Если кого-то и обидела демонстрация суперинтендантом смешанных метафор, никто это не прокомментировал. Вместо этого они смирились с риторическим характером его вопроса и терпеливо ждали, когда он ответит на него, что он и сделал, хотя и уклончиво.
“Просто позволь им попросить меня стать частью этой ерунды. Я объясню им всем, что к чему”.
И теперь он пришел к этому, со специальной просьбой от двух разных сторон, указаниями от вышестоящего офицера Уэбберли, и ни времени, ни возможности объяснять кому-за что.
Уэбберли отодвинулся от стола и неуклюже подошел к своему столу, где нажал кнопку внутренней связи для своей секретарши. В ответ тонкая коробка загудела помехами и разговорами. К первому он привык. Интерком не работал должным образом со времен урагана 1987 года. К последнему, к сожалению, он тоже привык: Доротея Гарриман тепло и красноречиво отзывалась об объекте своего немалого восхищения.
“Говорю тебе, они крашеные. Были крашеными годами. Таким образом, нет туши, чтобы размазать ее глаза на фотографиях и все такое ...” Прерывающийся шум статики. “... не можешь ничего сказать мне о Ферджи…Меня не волнует, сколько еще детей она решит...”
“Харриман”, - прервал Уэбберли.
“Белые колготки смотрелись бы лучше всего…раньше она предпочитала эти ужасные пятна . Слава Богу, она дала им отдохнуть”.
“Гарриман”.
“... милая шляпка, которая была на ней этим летом в Royal Ascot, ты видел?…Лора Эшли?
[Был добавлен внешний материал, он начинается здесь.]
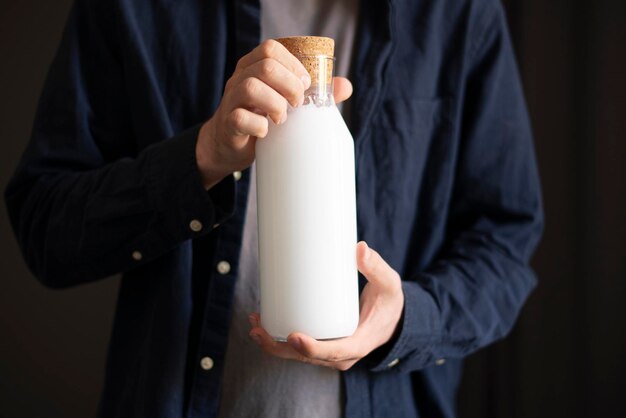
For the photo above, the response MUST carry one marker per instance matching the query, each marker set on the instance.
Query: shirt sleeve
(472, 294)
(86, 202)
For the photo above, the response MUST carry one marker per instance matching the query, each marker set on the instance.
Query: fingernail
(306, 81)
(295, 343)
(368, 252)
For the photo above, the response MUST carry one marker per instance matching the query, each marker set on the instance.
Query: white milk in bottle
(307, 211)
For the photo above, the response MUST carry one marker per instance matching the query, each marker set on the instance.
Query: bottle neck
(320, 68)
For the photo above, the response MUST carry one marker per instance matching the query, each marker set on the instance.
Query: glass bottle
(306, 204)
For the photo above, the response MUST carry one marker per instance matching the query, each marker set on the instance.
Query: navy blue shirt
(447, 191)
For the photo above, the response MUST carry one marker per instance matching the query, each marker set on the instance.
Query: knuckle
(251, 86)
(237, 118)
(268, 66)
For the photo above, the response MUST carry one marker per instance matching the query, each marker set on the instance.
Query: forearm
(75, 227)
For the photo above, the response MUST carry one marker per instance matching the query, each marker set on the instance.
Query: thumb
(373, 267)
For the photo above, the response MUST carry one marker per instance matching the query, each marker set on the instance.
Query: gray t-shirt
(256, 384)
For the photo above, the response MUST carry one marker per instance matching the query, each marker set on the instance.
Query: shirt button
(393, 362)
(207, 363)
(195, 225)
(223, 267)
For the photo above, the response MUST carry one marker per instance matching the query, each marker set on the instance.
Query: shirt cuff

Нет! Меня бы не увидели мертвой...”
Кстати, о смерти, - Уэбберли подумал и смирился с более примитивным, напыщенным и определенно эффективным способом привлечь внимание своей секретарши. Он шагнул к двери, распахнул ее и выкрикнул ее имя.
Доротея Харриман появилась в дверях, когда он возвращался к столу. Она недавно подстриглась, довольно коротко сзади и по бокам, спереди у нее была длинная блестящая светлая грива, которая падала на лоб и отливала искусственным золотом. На ней было красное шерстяное платье, туфли-лодочки в тон и белые колготки. К сожалению, красный цвет шел ей так же мало, как и принцессе. Но, как и у принцессы, у нее были замечательные лодыжки.
“Суперинтендант Уэбберли?” - спросила она, кивнув на офицеров, сидящих вокруг стола. Это был взгляд, от которого масло не растает. В нем говорилось, что все по делу. Каждое мгновение ее дня было проведено с носом, прижатым непосредственно к точильному камню ее работы.